Los gestores estatales del dinero pueden prometer que preservarán su poder adquisitivo, pero son incompetentes para ello ya que es una tarea imposible de realizar mediante la planificación centralizada. Además los errores en la estabilización del valor del dinero no son aleatorios: la posibilidad de facilitar la financiación estatal mediante la inflación implica un sesgo sistemático hacia la pérdida de valor del dinero; la independencia de los bancos centrales a menudo no es real.

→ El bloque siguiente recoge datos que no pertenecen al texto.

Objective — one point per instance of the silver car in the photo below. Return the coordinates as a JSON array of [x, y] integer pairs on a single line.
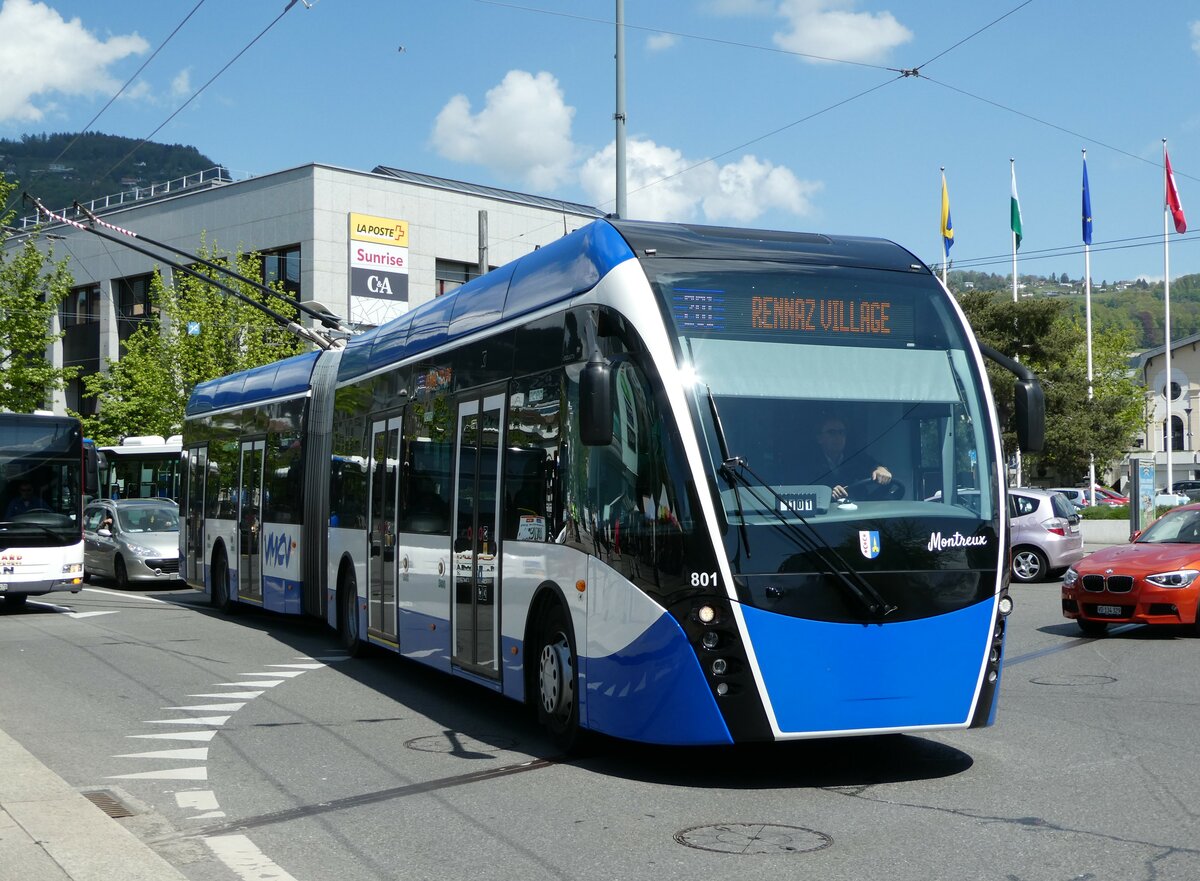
[[1045, 537], [132, 540]]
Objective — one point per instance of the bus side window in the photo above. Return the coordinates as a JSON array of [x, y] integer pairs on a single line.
[[529, 461], [425, 489]]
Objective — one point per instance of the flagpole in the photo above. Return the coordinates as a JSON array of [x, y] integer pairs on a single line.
[[1012, 168], [1168, 442], [1087, 301]]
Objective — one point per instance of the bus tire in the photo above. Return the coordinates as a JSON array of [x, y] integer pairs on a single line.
[[348, 615], [557, 679], [221, 599]]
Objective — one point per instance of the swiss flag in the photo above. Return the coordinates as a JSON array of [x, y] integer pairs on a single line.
[[1173, 198]]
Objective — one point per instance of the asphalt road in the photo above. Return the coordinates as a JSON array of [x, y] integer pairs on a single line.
[[323, 767]]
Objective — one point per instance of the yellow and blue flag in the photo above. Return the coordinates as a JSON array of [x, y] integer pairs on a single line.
[[1087, 207], [947, 223]]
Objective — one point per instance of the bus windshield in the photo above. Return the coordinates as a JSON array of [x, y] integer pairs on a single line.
[[849, 396], [41, 466]]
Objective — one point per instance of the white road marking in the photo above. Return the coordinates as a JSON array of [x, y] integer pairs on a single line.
[[289, 673], [197, 799], [126, 595], [215, 720], [237, 695], [198, 753], [203, 736], [261, 683], [195, 773], [243, 857], [213, 707]]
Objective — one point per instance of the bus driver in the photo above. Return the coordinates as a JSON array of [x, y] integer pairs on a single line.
[[832, 467]]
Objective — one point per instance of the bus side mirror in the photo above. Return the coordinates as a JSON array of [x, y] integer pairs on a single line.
[[595, 402], [1031, 415]]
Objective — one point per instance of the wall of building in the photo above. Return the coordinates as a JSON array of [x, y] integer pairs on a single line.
[[310, 207]]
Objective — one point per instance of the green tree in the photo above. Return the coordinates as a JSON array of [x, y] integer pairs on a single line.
[[204, 334], [31, 287], [1043, 335]]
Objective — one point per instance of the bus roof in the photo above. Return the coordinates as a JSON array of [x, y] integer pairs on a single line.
[[552, 273], [286, 378], [557, 271]]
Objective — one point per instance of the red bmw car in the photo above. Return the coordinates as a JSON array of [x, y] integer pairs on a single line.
[[1152, 580]]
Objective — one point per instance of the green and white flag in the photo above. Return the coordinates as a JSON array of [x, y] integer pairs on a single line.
[[1015, 211]]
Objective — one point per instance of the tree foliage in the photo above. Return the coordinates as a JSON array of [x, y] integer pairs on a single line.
[[31, 287], [204, 334], [1044, 335]]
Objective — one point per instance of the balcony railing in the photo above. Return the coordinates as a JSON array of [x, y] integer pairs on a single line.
[[208, 178]]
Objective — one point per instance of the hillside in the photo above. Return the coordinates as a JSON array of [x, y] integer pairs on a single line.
[[93, 167], [1134, 306]]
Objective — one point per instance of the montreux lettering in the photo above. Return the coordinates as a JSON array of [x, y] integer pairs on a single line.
[[814, 315], [937, 543]]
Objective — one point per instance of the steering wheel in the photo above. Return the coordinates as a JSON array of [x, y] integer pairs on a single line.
[[868, 490]]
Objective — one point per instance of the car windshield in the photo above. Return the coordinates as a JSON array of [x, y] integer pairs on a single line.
[[1175, 527], [149, 519]]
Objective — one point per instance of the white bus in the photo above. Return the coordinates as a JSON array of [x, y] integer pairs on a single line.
[[41, 505]]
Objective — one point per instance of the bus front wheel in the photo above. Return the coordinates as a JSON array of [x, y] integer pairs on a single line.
[[348, 615], [221, 598], [558, 707]]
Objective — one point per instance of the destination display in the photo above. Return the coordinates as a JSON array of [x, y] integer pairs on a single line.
[[883, 319]]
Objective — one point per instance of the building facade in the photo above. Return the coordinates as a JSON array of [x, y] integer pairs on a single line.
[[364, 245], [1173, 408]]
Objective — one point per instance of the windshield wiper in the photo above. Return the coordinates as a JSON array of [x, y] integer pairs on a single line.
[[726, 469], [10, 525], [811, 541]]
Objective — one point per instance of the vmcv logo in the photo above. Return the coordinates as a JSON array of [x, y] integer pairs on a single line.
[[279, 549]]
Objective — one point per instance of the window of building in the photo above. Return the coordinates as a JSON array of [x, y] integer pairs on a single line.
[[282, 265], [132, 304], [81, 306], [451, 274]]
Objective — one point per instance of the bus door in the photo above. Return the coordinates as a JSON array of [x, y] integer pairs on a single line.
[[382, 538], [192, 529], [250, 514], [477, 533]]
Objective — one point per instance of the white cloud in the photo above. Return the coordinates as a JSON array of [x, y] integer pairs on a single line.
[[523, 131], [181, 85], [42, 55], [658, 42], [657, 189], [831, 29]]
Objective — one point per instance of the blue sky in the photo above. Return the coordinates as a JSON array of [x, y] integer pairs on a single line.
[[767, 113]]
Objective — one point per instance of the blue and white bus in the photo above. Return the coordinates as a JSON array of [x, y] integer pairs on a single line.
[[588, 480]]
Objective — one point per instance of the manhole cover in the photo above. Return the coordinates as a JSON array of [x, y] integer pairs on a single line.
[[754, 838], [108, 803], [460, 744], [1073, 679]]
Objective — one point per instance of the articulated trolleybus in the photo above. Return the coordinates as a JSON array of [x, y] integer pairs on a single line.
[[593, 480], [41, 505]]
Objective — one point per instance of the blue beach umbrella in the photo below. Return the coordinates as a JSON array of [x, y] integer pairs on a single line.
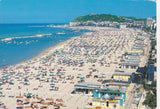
[[12, 80], [69, 76], [52, 80], [82, 78], [52, 86], [29, 94]]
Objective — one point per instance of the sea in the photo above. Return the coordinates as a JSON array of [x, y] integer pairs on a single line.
[[24, 46]]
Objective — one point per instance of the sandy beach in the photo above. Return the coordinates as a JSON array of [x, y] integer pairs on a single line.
[[48, 79]]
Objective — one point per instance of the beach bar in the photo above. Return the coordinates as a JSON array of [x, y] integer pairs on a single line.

La inflación además suele excusarse, o incluso falazmente justificarse, como una forma de estimular el crecimiento económico, o como un modo de evitar los presuntos graves peligros del abismo de la deflación.

La imposición de formas concretas de dinero puede aprovecharse por los Estados para obtener ingresos: el gobernante impone un dinero sobre cuya producción tiene alguna ventaja competitiva o monopolio; o el monarca recibe monedas buenas, manipula su contenido metálico quedándose con buena parte del mismo, y exige al gastarlas que circulen por su valor nominal o facial.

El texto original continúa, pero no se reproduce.